Canadian business groups, including the Canadian Chamber of Commerce, have retracted their statement about how many Canadians would be affected by proposed changes to capital gains tax.
According to Bloomberg, one in five companies, not individuals, would now be directly impacted.
When an asset is sold for more than its original purchase price, the difference between the selling and purchase prices is considered a capital gain.
These gains are typically subject to taxation, although the rate and rules vary depending on the type of asset, how long it was held, and the individual's tax jurisdiction.

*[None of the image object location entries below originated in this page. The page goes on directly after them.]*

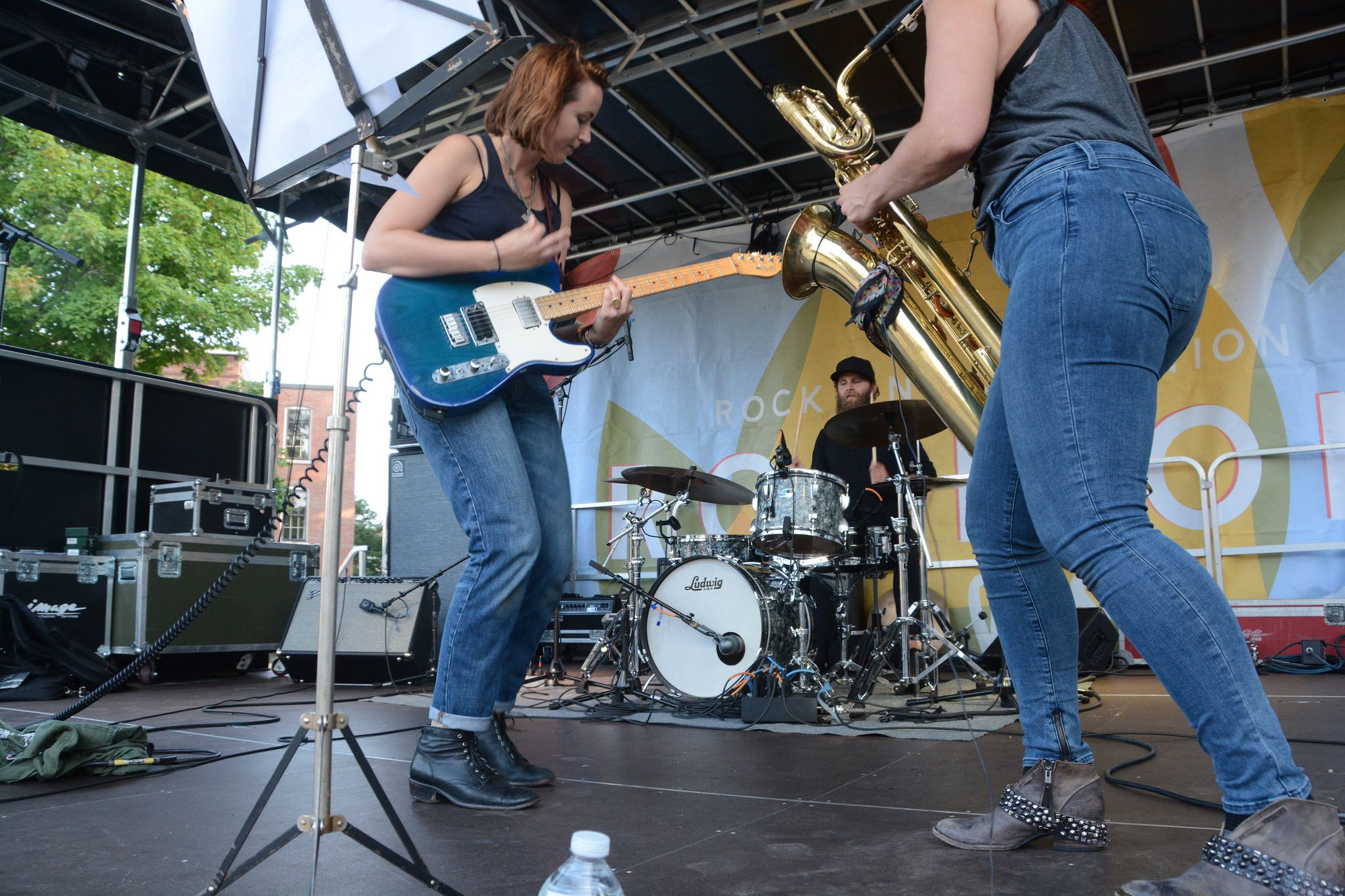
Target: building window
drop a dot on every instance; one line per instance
(296, 522)
(299, 423)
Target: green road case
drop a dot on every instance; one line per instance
(68, 590)
(158, 576)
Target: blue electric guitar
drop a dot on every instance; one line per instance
(456, 340)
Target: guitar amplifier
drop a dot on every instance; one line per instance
(389, 643)
(583, 620)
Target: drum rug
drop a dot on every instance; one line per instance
(884, 714)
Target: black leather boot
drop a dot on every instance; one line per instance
(1061, 800)
(1293, 847)
(499, 753)
(447, 765)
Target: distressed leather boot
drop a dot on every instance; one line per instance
(499, 753)
(1293, 847)
(1061, 800)
(447, 765)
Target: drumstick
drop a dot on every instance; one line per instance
(798, 427)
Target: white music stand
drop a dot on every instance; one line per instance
(298, 86)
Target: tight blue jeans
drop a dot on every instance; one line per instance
(1107, 265)
(503, 468)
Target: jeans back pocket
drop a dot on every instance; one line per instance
(1178, 258)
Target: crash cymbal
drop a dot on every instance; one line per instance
(697, 484)
(868, 425)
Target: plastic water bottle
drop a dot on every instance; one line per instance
(585, 872)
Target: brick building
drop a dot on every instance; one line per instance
(301, 418)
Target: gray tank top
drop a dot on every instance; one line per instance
(1072, 91)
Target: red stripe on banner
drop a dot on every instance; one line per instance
(1168, 159)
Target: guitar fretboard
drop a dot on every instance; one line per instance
(585, 299)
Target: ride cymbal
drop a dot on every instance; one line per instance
(697, 484)
(870, 425)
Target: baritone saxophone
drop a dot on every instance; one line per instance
(943, 333)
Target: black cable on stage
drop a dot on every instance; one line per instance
(218, 586)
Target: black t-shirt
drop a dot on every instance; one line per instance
(852, 465)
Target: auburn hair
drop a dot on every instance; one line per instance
(545, 78)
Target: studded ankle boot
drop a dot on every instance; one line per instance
(1292, 848)
(499, 753)
(447, 765)
(1061, 800)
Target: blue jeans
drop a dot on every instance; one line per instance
(503, 468)
(1107, 265)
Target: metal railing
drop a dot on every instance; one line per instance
(1220, 551)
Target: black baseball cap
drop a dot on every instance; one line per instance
(854, 366)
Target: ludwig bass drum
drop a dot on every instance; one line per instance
(724, 597)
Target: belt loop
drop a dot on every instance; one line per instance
(1093, 158)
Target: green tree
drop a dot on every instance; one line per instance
(369, 530)
(200, 285)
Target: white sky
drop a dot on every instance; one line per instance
(310, 350)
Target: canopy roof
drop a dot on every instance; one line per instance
(686, 137)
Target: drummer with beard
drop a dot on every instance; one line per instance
(861, 469)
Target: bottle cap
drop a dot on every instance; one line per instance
(591, 844)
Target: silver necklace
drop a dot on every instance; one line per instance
(527, 203)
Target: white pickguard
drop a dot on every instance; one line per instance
(519, 344)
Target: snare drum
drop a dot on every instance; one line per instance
(801, 513)
(728, 547)
(726, 598)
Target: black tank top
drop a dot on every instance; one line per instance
(491, 210)
(1072, 91)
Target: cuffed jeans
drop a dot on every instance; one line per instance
(1107, 265)
(503, 468)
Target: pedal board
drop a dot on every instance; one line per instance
(798, 708)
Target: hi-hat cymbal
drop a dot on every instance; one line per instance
(697, 484)
(870, 425)
(887, 489)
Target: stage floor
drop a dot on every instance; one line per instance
(689, 811)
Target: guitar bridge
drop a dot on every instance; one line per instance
(479, 323)
(526, 312)
(467, 370)
(454, 330)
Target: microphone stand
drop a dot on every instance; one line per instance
(10, 236)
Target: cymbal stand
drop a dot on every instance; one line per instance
(621, 639)
(845, 670)
(912, 620)
(933, 640)
(810, 680)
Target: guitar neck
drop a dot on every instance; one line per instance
(573, 303)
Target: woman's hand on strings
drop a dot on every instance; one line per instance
(529, 245)
(613, 312)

The clarification was issued in response to questions raised about the initial assertion, which implied a more widespread impact on Canadians.

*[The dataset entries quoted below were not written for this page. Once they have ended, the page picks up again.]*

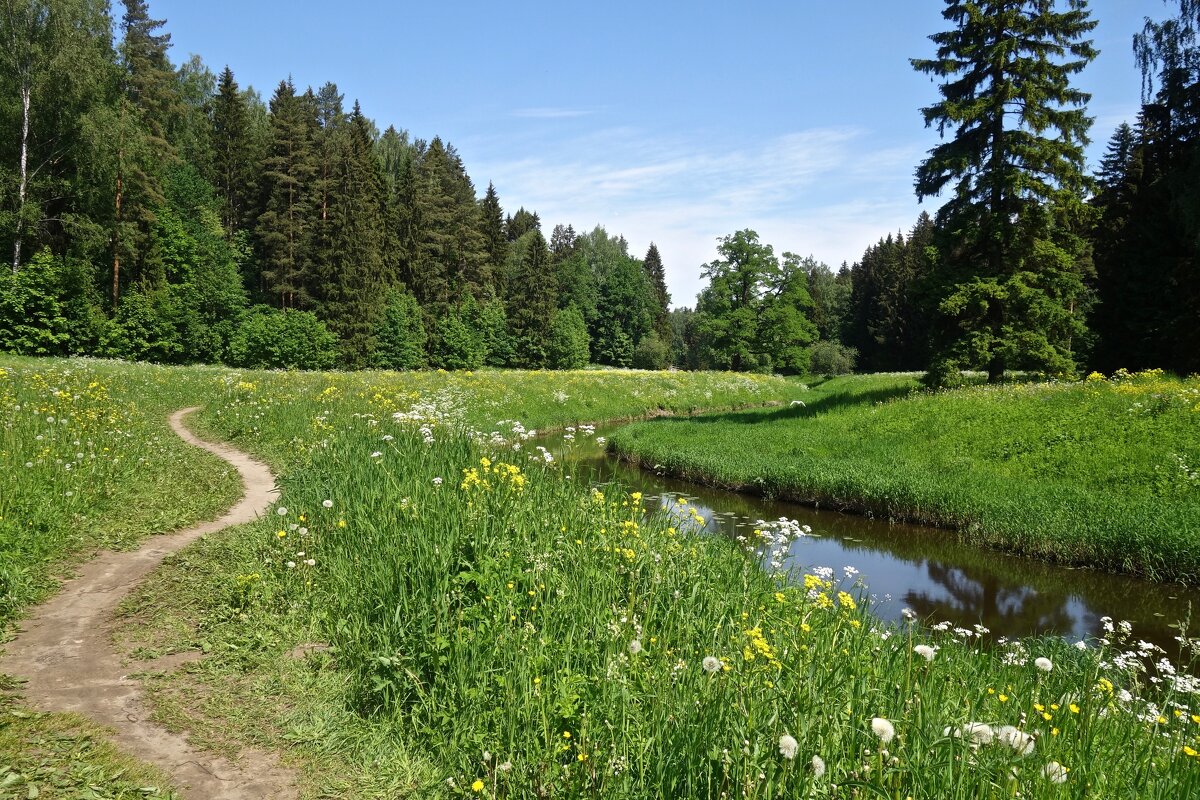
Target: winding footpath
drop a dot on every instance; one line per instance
(65, 654)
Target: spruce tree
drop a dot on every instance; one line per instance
(285, 228)
(1014, 258)
(660, 299)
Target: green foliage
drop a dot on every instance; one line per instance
(400, 335)
(568, 346)
(753, 314)
(456, 342)
(1017, 150)
(33, 308)
(652, 353)
(832, 359)
(268, 338)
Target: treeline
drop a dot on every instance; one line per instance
(167, 214)
(1031, 264)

Proposed Changes To Capital Gain Tax
The federal budget, spearheaded by Prime Minister Justin Trudeau and Finance Minister Chrystia Freeland, outlines a plan to increase the inclusion rate on capital gains above $250,000 for individuals, making a more significant portion of their gains taxable.
Additionally, there is a proposal to apply this new inclusion rate to all capital gains corporations realize.
Some argue that it is unfair because it targets a smaller portion of the population with higher incomes or significant investments, potentially burdening them with higher taxes.
VCPost earlier reported that Doctors in Canada are raising concerns over the changes to capital gains taxes, which could negatively impact their retirement savings in the future.
However, others also argue that it is fair to ask wealthier individuals and corporations to contribute more in taxes.